United States District Court, E.D. California
GILROY E. JOHNSON, Plaintiff,
v.
SUZANNE M. PERRY, et al., Defendants.
ORDER
ALLISON CLAIRE UNITED STATES MAGISTRATE JUDGE
Plaintiff
is a state prisoner, currently incarcerated at California
State Prison Sacramento, who proceeds pro se with a civil
rights complaint filed pursuant to 42 U.S.C. § 1983.
Plaintiff requests to proceed in forma pauperis and for
appointment of counsel. Plaintiff has consented to the
jurisdiction of the undersigned Magistrate Judge for all
purposes pursuant to 28 U.S.C. § 636(c), and Local Rule
305(a). See ECF No. 5. For the reasons set forth
below, the court grants plaintiff's application to
proceed in forma pauperis; dismisses plaintiff's
complaint with leave to file a First Amended Complaint; and
denies without prejudice plaintiff's request for
appointment of counsel.
I.
In Forma Pauperis Application
Plaintiff
has submitted a declaration that makes the showing required
by 28 U.S.C. § 1915(a). Accordingly, plaintiff's
request to proceed in forma pauperis will be granted.
Plaintiff
is required to pay the statutory filing fee of $350.00 for
this action. 28 U.S.C. §§ 1914(a), 1915(b)(1).
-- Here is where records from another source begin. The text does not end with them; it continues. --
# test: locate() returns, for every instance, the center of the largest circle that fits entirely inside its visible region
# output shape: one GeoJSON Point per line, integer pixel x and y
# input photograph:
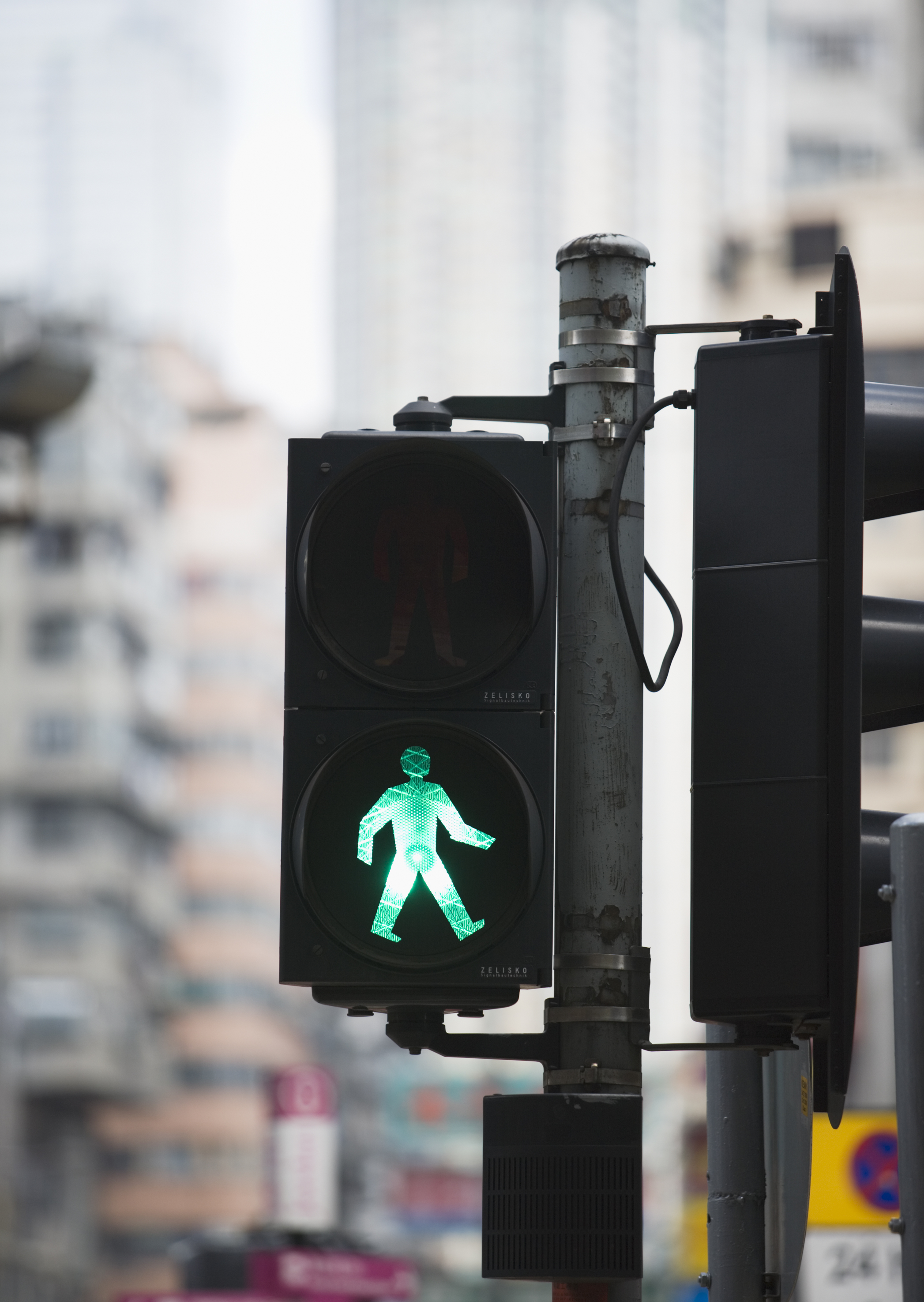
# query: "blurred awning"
{"type": "Point", "coordinates": [42, 373]}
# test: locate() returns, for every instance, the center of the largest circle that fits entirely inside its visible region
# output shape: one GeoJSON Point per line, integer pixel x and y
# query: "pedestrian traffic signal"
{"type": "Point", "coordinates": [417, 857]}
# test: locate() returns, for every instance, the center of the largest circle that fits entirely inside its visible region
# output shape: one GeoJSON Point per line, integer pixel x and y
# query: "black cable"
{"type": "Point", "coordinates": [680, 399]}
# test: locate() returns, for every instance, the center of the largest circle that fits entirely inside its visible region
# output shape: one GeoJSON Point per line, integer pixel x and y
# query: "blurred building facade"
{"type": "Point", "coordinates": [195, 1157]}
{"type": "Point", "coordinates": [141, 716]}
{"type": "Point", "coordinates": [86, 891]}
{"type": "Point", "coordinates": [744, 143]}
{"type": "Point", "coordinates": [113, 133]}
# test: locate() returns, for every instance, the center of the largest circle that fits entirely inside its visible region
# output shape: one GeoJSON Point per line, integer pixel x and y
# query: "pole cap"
{"type": "Point", "coordinates": [603, 247]}
{"type": "Point", "coordinates": [423, 416]}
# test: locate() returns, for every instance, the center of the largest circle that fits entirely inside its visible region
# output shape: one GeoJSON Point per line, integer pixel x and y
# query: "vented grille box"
{"type": "Point", "coordinates": [563, 1186]}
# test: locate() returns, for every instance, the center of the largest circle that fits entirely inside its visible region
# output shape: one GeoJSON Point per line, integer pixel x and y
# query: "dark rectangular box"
{"type": "Point", "coordinates": [563, 1186]}
{"type": "Point", "coordinates": [762, 654]}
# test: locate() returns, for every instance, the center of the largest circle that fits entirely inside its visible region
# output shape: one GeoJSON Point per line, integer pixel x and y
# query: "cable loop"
{"type": "Point", "coordinates": [680, 399]}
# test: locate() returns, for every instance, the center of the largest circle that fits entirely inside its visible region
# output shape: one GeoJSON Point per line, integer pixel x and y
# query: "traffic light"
{"type": "Point", "coordinates": [792, 663]}
{"type": "Point", "coordinates": [420, 738]}
{"type": "Point", "coordinates": [778, 681]}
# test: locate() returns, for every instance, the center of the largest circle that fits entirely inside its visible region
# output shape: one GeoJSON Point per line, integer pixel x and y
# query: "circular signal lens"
{"type": "Point", "coordinates": [417, 844]}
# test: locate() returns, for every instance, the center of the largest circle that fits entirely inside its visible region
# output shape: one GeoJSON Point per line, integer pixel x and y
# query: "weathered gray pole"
{"type": "Point", "coordinates": [908, 968]}
{"type": "Point", "coordinates": [734, 1121]}
{"type": "Point", "coordinates": [607, 370]}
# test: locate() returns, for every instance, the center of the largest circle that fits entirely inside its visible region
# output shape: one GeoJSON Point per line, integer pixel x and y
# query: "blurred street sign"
{"type": "Point", "coordinates": [295, 1272]}
{"type": "Point", "coordinates": [852, 1266]}
{"type": "Point", "coordinates": [195, 1297]}
{"type": "Point", "coordinates": [850, 1256]}
{"type": "Point", "coordinates": [856, 1172]}
{"type": "Point", "coordinates": [305, 1171]}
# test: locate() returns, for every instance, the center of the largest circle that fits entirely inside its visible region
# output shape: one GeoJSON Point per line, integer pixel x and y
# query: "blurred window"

By
this order, plaintiff will be assessed an initial partial
filing fee in accordance with the provisions of 28 U.S.C.
§ 1915(b)(1). By separate order, the court will direct
the appropriate agency to collect the initial partial filing
fee from plaintiff's trust account and forward it to the
Clerk of the Court. Thereafter, plaintiff will be obligated
for monthly payments of twenty percent of the preceding
month's income credited to plaintiff's prison trust
account. These payments will be forwarded by the appropriate
agency to the Clerk of the Court each time the amount in
plaintiff's account exceeds $10.00, until the filing fee
is paid in full. 28 U.S.C. § 1915(b)(2).
II.
Screening of Plaintiff's Verified Complaint
A.
Plaintiff's Allegations
Plaintiff
seeks $50 million in damages against nineteen defendants for
conduct that allegedly occurred at High Desert State Prison
(HDSP) during plaintiff's incarceration there.
Plaintiff
initially alleges that, after reporting the sexual misconduct
of a correctional officer, plaintiff was accused of being a
snitch by correctional staff and inmates alike, and feared
for his safety. On March 14, 2014, plaintiff was charged with
the manufacture of a deadly weapon and moved to the
Administrative Segregation Unit (ASU). Although found guilty
of the charge, the committee concluded that plaintiff
"was never actually in Possession of a Weapon."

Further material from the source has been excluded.